Nach schwül-heißem Start ist es mittlerweile ein verregneter und zeitweise auch kalter Sommer 2023. Da kommt manch einer schon in Kuschelstimmung, was der Familienplanung sicher zusätzlichen Schwung geben dürfte. Das klingt doch vielversprechend, denkt man sich beim Blick auf die ersten Zeilen einer Nachricht im Mail-Ordner. Nun wäre der Betreff „Sorgt der Regen-Sommer für einen Baby-Boom?“ nachrichtlich wohl freilich eher etwas für das Ressort „Vermischtes“ und wäre allenfalls in Form einer Kolumne im Kulturteil unterzubringen. Aber darum geht es ja im „Zeitzeichen“: kuriose Zeichen der Zeit und ihre kulturelle Relevanz. Also nix wie zugegriffen beim dankbaren Thema Baby-Boom, durch Regenwetter, Stromausfall, Lockdown, Corona-Krise, Fußball-WM oder allerhand anderer vermeintlich die Paarungs- und Fortpflanzungsbereitschaft steigernden Krisen und Vorkommnisse.
Doch, gründliche Lektüre hilft, diese Nachricht ist überhaupt nicht launig. In Wahrheit wurde mit einer vermeintlich bunten Meldung Aufmerksamkeit erregt. Die Mail ist nämlich nichts als blanke Werbung, ein Konzern aus dem Gesundheitswesen weist auf das sehr ernste und fraglos wichtigeThema Kinderwunsch chronisch kranker Frauen hin. Es geht beispielsweise um werdende Mütter mit Multipler Sklerose, Migräne und Autoimmunerkrankungen, für die sich natürlich beim Thema Kinderwunsch, Schwangerschaft und Stillzeit noch mehr Fragen auftun, als sich gesunde Frauen ohnehin schon dazu stellen.
Ist es irgendwie schlimm, ehrenrührig, daneben oder sonst wie unangemessen mit einem launigen Einstieg für eine ernste Sache zu interessieren? Man mag enttäuscht sein, weil man Heiteres erwartete – und bei wissenschaftlicher Werbung landete, das schon. Aber warum sollte man kommerziellen Anbietern ein Verfahren verübeln, das Journalisten und professionelle Wissenschaftsinfotainer aller Sorten längst erfolgreich zum stilistischen Prinzip erhoben haben.

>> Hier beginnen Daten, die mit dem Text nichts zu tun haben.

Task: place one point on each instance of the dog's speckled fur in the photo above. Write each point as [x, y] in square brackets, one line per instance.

Erwartungen nicht zu erfüllen und den Leser, Konsumenten, Kunden an andere Stelle zu führen ist allenthalben Usus. Und hier muss man sich hinterher, anders als beim Auspacken eines Produkts mieser Qualität, nicht einmal ärgern. Denn es folgt eine Information über Unerwartetes, das hat etwas Gutes, weil Bereicherndes, selbst wenn wir die Info gar nicht oder unter anderen Umständen bestellt hatten. Am Ende lieben wir Überraschungen. Ob es nun stimmt, dass dem aktuellen Regenwetter in neun Monaten ein Babyboom folgt? Keine Ahnung, aber schön wär’s trotzdem.